Pork, Beef, Lamb and Chicken! Whatever it is, as long as it is barbecue, many people will surely love it. Weekends couldn’t get any better than when spent with friends, loved ones and barbecue.

It does not take a genius to make a great tasting home cooked barbecue; it only needs imagination, creativity and a little bit of patience.  A great tasting barbecue is cooked slowly with a moderate heat within a considerable length of time.

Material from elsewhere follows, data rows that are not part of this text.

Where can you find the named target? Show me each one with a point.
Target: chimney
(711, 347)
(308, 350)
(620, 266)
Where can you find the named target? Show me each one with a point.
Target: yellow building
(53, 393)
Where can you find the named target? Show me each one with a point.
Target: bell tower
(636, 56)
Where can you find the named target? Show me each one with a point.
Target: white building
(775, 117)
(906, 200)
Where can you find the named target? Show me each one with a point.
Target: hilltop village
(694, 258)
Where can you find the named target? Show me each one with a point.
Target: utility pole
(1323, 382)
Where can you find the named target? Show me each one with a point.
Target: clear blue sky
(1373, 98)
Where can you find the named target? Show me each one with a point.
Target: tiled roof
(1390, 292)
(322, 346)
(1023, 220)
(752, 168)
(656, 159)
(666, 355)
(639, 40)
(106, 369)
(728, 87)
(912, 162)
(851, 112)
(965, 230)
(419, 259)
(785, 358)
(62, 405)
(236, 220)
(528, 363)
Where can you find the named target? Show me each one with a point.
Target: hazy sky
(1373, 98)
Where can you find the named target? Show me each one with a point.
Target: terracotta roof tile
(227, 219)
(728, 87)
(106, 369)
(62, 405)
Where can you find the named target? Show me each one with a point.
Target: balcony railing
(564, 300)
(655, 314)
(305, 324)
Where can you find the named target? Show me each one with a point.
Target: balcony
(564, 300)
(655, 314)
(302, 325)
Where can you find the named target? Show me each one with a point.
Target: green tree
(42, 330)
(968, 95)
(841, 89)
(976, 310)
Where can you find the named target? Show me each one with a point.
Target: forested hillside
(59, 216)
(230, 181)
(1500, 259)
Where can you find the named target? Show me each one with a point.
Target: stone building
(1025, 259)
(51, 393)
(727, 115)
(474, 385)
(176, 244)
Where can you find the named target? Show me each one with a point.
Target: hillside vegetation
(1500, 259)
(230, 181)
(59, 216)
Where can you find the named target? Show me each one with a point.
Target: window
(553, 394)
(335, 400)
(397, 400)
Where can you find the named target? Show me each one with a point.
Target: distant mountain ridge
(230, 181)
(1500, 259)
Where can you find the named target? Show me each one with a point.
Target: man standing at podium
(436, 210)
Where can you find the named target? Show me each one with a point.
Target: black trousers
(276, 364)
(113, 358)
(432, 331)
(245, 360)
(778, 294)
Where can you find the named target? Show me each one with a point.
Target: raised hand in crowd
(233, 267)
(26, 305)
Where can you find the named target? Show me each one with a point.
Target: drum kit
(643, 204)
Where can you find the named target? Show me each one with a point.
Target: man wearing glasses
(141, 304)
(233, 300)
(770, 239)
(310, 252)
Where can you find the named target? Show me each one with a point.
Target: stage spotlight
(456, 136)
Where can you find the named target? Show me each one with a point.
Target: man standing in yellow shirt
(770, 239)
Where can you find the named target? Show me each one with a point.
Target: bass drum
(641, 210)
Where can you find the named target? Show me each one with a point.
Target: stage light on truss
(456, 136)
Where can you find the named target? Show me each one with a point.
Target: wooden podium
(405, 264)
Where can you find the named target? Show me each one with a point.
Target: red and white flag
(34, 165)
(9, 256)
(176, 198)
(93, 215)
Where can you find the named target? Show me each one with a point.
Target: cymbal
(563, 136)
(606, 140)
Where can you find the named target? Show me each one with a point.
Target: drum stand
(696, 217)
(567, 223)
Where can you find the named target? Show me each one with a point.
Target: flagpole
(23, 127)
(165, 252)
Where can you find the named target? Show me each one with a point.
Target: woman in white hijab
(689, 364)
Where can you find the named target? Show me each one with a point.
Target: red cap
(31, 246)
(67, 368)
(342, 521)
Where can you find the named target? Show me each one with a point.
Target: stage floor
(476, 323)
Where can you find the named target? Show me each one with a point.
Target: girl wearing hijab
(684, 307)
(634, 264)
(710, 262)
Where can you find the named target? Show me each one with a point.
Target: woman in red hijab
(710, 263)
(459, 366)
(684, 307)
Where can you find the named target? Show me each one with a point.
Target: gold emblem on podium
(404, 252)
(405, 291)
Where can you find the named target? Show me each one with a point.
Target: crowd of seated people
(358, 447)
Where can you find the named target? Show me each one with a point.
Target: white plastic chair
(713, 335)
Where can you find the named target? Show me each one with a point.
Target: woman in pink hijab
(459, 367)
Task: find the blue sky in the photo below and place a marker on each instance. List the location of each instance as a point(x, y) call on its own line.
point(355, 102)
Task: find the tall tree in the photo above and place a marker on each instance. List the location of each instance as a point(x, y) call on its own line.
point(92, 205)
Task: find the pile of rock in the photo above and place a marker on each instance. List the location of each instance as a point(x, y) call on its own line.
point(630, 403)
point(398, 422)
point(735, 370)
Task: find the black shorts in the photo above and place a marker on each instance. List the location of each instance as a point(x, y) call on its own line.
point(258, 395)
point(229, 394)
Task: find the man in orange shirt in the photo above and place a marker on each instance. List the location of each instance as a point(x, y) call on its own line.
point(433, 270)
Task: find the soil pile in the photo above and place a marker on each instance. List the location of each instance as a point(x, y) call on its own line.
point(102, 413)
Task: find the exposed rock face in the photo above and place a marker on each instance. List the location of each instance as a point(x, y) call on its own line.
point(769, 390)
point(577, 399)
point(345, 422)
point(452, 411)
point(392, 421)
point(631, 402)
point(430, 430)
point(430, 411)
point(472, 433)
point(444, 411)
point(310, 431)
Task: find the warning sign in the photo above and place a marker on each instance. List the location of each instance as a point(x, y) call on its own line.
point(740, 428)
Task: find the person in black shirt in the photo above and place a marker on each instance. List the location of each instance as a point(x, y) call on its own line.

Barbecue is not like grilling which takes less cooking time since the heat temperature is much higher. The reason for such cooking method is to allow the flavors of the meat to be absorbed while making it tender.  Most people exaggeratedly describe it as “falling of the bones”.

Trick and Tips

  • A good smoker or grill is the most basic and important aspect of barbecuing. As mentioned earlier, the heat must be controlled and maintained. This is to prevent the meat from being burned outside and dry. In addition, choosing a good type of wood chips is also a factor. Since the smoky flavor that the chip gives add more appeal to your barbecue.
  • Preparing the meat ahead of time is also important. It should be in a room temperature, and well marinated. The marinade you use is up to your own preference. It can be hot and spicy, sweet or some like it a little bit of everything. One should also remember to save the marinade, since it can be used to make your barbecue sauce. It will make the sauce better tasting because of the juices and meat flavors mixed into it.
  • When cooking the meat, try not to get excited and flip it as you like. This will cause the juices and flavor to drip out of the meat then everything will be dry. Tasty barbecues are cooked with patience. Flipping it once to three times be okay, without pressing it. Covering the meat while cooking is also great in keeping the heat and infusing the smoky flavor into the meat.
  • A little help from the kids is also a fantastic idea. Making the work less tiring while having some time bonding with your family. Giving the kids some easy chores or task during this weekend barbecuing activity would let them learn a thing or two about being responsible.
  • There is also a theory of resting the meat first before cutting it. In this manner, you are allowing the juices to get back inside the meat thus making it tastier. Apart from it, you also prevent all the juices from running over the serving plate and making everything look messy. The theory is to allow the meat fibers have some time to relax and take in the flavors after removing from the intensity of the heat.
  • Eat and serve with love. This way, all the family members will enjoy the food and remember the good things of the activity. Making home barbecuing stress and anxiety free will result to a more quality family bonding time.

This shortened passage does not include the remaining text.